If you needed to know a single fact to give you insight into the American character, it is that John Wayne was still the most popular actor in this country twenty years after his death.
This land is my land, this land your land, but it’s certainly not a land for the squeamish, and that’s reflected not only in our movies (guess who’s in the No. 2 spot? Clint Eastwood), but also in our laws on self-defense. The English common law generally imposed a duty to retreat before resorting to deadly force in self-defense. Most American courts broke with that in the late 19th century, holding that as long as the defendant had a right to be in the place he was, he could meet “force with force.” As one commentator has noted, this change was a reflection of the country’s character:
According to one theory, the transformation represented judges’ recognition of “the American mind” as unsuited to the English tradition of retreating from violence. Others have emphasized notions of honor that pertained in the distinctive frontier of the American South and West. One writer suggests that the spread of firearms may have contributed to judicial reasoning for abandoning the duty to retreat.
Does the True Man Doctrine Exist Today?
Lest there be any lingering confusion among the pansies out there, this was denominated as the “true man” doctrine. (Although Ohio seemingly adopted the doctrine the same year that Custer was massacred at the Little Big Horn, by 1986 this would be modified to eliminate the duty to retreat only in the home or in one’s business. I guess that means we’re gay or something.)
A similar transformation has taken place in the last few years, as numerous states have adopted the “castle doctrine,” a legislative initiative being pushed by — who else? — the National Rifle Association. Ohio jumped on that bandwagon last September with the adoption of RC 2901.05(B).
Ohio’s Castle Doctrine vs. Common-Law Self-Defense
Actually, there was a castle doctrine back in common-law England, which simply held there was no duty to retreat so long as a man was in his home. The modern version, though, works much differently. Self-defense is an “affirmative” defense: the defendant bears the burden of production and of persuasion, by a preponderance of the evidence. What the new statute does is create a presumption in favor of the defendant: if you shoot someone in your house (or car), it’s presumed that you acted in self-defense, and the state has to overcome that presumption.
What Counts as Self-Defense in Ohio?
There are some fine points to it. If you look outside and see someone stealing your car, you can’t empty a clip into him; you have to occupy the house or vehicle in order to use deadly force. You don’t get the benefit of the presumption if you stab hubby to keep him from beating you, since he also has a right to be in the residence; the result is otherwise if you’ve gotten a restraining order against him. And the presumption can be overcome if the state can show that you weren’t in fear of death or great bodily harm at the time you dispatched the other guy.
This last point probably isn’t of much concern; it’s unlikely that a jury is going to require a homeowner, confronted by a late-night intruder, to make careful calibrations as to the exact extent of the danger. This raises the question of whether this is worth all the fuss; it’s not as though the nightly news regularly bombards us with scenes of homeowners being perp-walked out of their houses for shooting a burglar.

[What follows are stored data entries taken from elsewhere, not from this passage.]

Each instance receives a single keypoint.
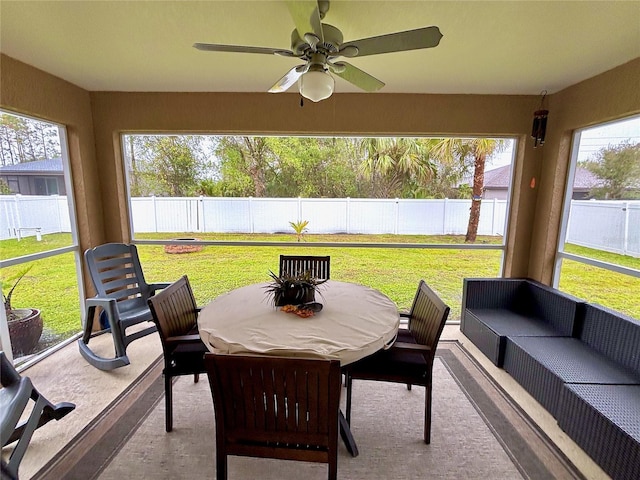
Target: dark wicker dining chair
(275, 407)
(318, 267)
(175, 314)
(410, 359)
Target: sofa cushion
(605, 421)
(613, 334)
(488, 329)
(542, 365)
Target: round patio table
(355, 321)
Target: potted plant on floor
(25, 324)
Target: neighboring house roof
(49, 166)
(499, 178)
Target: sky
(592, 140)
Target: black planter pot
(25, 331)
(294, 296)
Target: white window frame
(5, 340)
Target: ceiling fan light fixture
(316, 85)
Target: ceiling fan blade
(426, 37)
(289, 79)
(213, 47)
(358, 77)
(306, 16)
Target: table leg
(347, 436)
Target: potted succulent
(25, 324)
(293, 289)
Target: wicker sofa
(496, 308)
(588, 380)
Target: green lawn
(51, 284)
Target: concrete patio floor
(66, 376)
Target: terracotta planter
(25, 330)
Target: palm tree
(463, 149)
(392, 163)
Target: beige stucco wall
(609, 96)
(96, 119)
(26, 90)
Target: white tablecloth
(355, 321)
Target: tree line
(26, 140)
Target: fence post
(155, 213)
(625, 240)
(444, 215)
(348, 214)
(200, 214)
(493, 217)
(397, 214)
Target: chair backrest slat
(174, 309)
(317, 266)
(291, 402)
(116, 273)
(427, 317)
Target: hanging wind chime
(539, 123)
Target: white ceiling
(489, 47)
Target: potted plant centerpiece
(25, 324)
(293, 289)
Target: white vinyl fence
(612, 226)
(325, 215)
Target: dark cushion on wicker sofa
(605, 421)
(613, 334)
(494, 308)
(542, 365)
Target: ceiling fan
(319, 44)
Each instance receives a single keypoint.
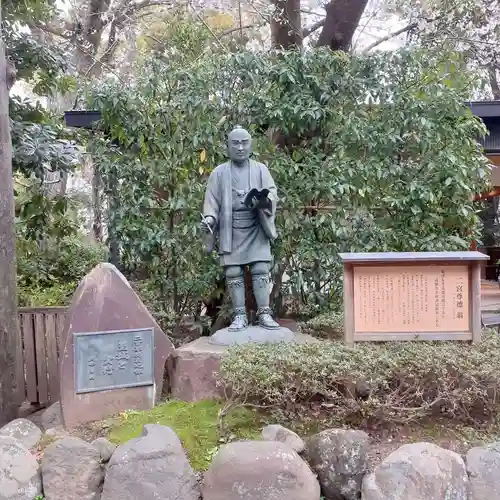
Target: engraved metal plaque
(409, 299)
(113, 360)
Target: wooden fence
(37, 371)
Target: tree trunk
(96, 204)
(495, 88)
(342, 19)
(286, 26)
(8, 308)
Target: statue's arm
(268, 183)
(211, 205)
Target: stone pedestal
(193, 368)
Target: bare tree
(342, 19)
(337, 27)
(8, 308)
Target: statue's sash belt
(244, 219)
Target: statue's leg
(260, 284)
(236, 286)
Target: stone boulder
(105, 302)
(418, 471)
(483, 466)
(339, 458)
(150, 467)
(20, 477)
(105, 448)
(54, 434)
(283, 435)
(259, 470)
(26, 432)
(71, 469)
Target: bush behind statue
(407, 380)
(370, 153)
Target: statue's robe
(244, 233)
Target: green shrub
(371, 383)
(328, 325)
(48, 273)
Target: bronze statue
(240, 208)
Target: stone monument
(113, 354)
(238, 218)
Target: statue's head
(239, 145)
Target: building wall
(495, 173)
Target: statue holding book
(239, 210)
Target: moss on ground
(194, 423)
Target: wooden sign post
(412, 296)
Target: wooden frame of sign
(412, 296)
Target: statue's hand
(263, 203)
(207, 224)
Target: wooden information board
(412, 296)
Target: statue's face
(239, 145)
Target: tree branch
(238, 28)
(51, 30)
(314, 27)
(398, 32)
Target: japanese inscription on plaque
(411, 298)
(113, 360)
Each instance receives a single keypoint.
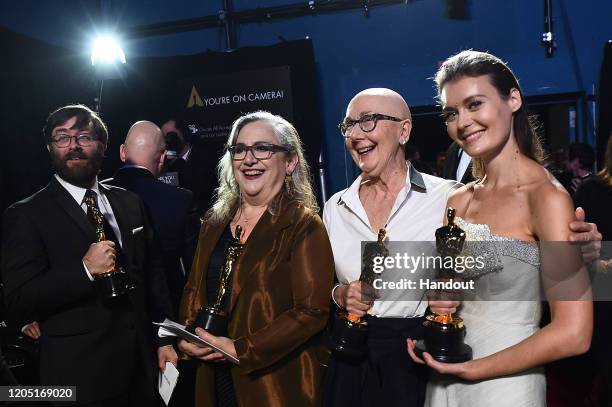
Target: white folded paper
(167, 382)
(171, 328)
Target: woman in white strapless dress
(517, 203)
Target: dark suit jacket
(175, 223)
(99, 347)
(279, 306)
(452, 162)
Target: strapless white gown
(511, 273)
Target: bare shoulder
(460, 198)
(551, 207)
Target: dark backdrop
(36, 78)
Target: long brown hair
(474, 64)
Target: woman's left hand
(221, 342)
(461, 370)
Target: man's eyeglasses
(83, 140)
(367, 123)
(259, 151)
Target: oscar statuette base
(212, 320)
(349, 337)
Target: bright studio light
(106, 50)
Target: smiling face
(476, 115)
(374, 151)
(76, 164)
(261, 180)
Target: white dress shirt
(78, 194)
(416, 214)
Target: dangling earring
(289, 183)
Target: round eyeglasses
(259, 151)
(367, 123)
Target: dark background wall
(396, 46)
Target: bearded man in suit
(51, 260)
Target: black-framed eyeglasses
(83, 140)
(367, 123)
(259, 151)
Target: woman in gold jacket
(278, 299)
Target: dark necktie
(93, 211)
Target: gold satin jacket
(280, 302)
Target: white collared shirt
(78, 194)
(417, 212)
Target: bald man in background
(170, 208)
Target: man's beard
(80, 176)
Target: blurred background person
(189, 160)
(175, 224)
(278, 300)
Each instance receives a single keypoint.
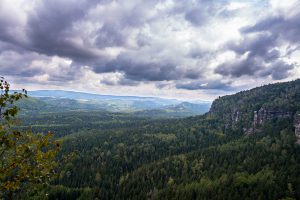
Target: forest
(114, 155)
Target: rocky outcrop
(264, 115)
(297, 127)
(236, 116)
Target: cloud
(169, 44)
(202, 85)
(264, 48)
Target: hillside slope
(213, 156)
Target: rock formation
(297, 127)
(264, 114)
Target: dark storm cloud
(127, 37)
(15, 64)
(141, 71)
(121, 81)
(201, 85)
(261, 57)
(280, 27)
(50, 29)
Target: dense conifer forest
(212, 156)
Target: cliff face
(297, 127)
(264, 114)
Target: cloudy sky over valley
(197, 49)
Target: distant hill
(59, 100)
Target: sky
(196, 49)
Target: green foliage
(25, 157)
(121, 156)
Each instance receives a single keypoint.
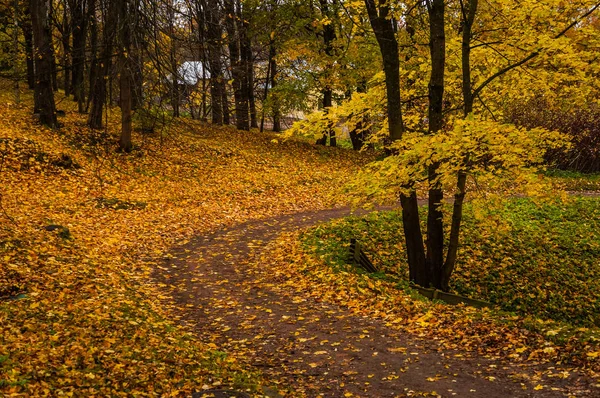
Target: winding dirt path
(311, 348)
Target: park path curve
(310, 348)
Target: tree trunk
(101, 74)
(125, 75)
(42, 41)
(248, 62)
(276, 112)
(328, 39)
(468, 19)
(384, 33)
(79, 29)
(435, 224)
(175, 95)
(238, 69)
(66, 43)
(213, 41)
(28, 36)
(94, 62)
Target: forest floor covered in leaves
(178, 267)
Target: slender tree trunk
(248, 62)
(28, 36)
(52, 52)
(79, 29)
(238, 70)
(94, 62)
(276, 111)
(15, 60)
(175, 95)
(383, 28)
(43, 62)
(468, 17)
(213, 41)
(328, 39)
(66, 43)
(435, 224)
(225, 102)
(125, 75)
(101, 75)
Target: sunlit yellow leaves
(86, 298)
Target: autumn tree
(43, 58)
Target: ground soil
(307, 347)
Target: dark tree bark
(175, 95)
(383, 28)
(213, 41)
(28, 36)
(380, 19)
(328, 40)
(435, 224)
(42, 42)
(125, 75)
(79, 29)
(65, 31)
(276, 112)
(94, 49)
(103, 66)
(238, 69)
(248, 62)
(54, 68)
(468, 11)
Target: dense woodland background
(131, 127)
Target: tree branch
(532, 55)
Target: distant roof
(190, 72)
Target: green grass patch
(575, 181)
(540, 260)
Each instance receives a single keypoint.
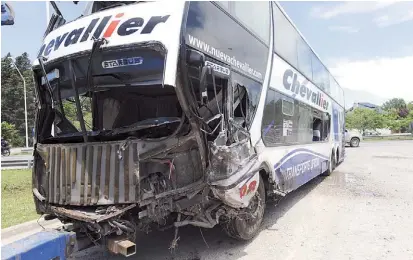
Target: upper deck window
(255, 16)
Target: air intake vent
(90, 174)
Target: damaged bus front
(137, 129)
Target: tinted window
(304, 59)
(305, 124)
(287, 121)
(223, 4)
(285, 38)
(318, 72)
(255, 16)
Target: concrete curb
(14, 233)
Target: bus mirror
(7, 14)
(195, 58)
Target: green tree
(363, 119)
(394, 103)
(12, 93)
(10, 133)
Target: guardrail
(45, 245)
(16, 163)
(401, 136)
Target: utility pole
(25, 101)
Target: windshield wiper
(145, 124)
(78, 106)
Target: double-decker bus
(178, 113)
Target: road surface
(364, 210)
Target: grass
(17, 205)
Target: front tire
(331, 165)
(354, 142)
(246, 228)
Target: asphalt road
(364, 210)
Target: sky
(368, 46)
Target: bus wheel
(247, 224)
(354, 142)
(331, 165)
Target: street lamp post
(25, 102)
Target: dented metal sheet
(90, 174)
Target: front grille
(90, 174)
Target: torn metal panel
(229, 160)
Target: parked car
(353, 138)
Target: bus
(178, 113)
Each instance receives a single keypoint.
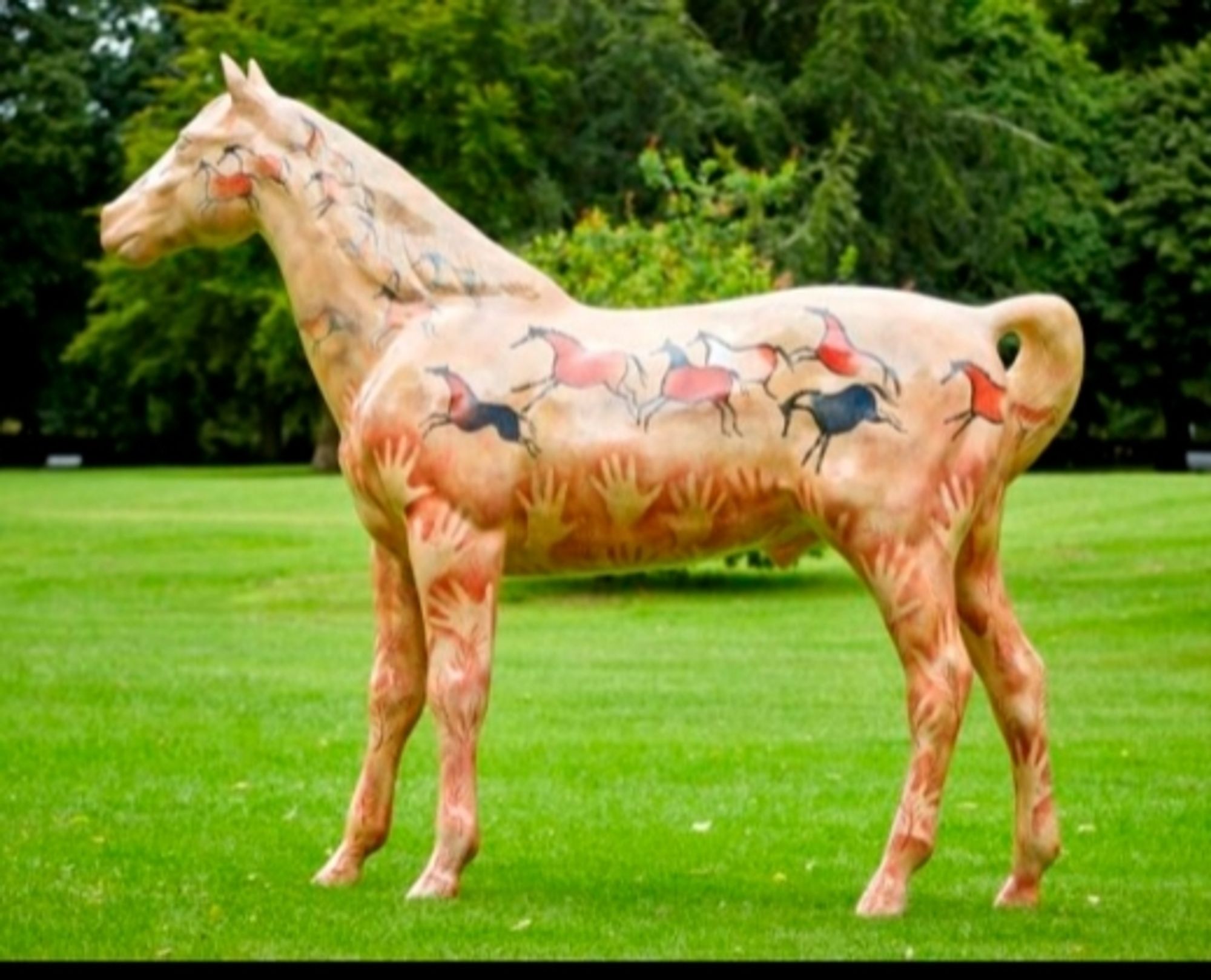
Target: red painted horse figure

There are exceptions, of course, like this 4th District case which determined that the defendant “used deadly force in order to expel a belligerent and annoying intruder rather than to protect himself from death or great bodily injury,” a conclusion buttressed by defendant’s statement to the police, “nobody comes in my house running their mouth so I shot him.”
The Duke would’ve been content to punch the guy out instead.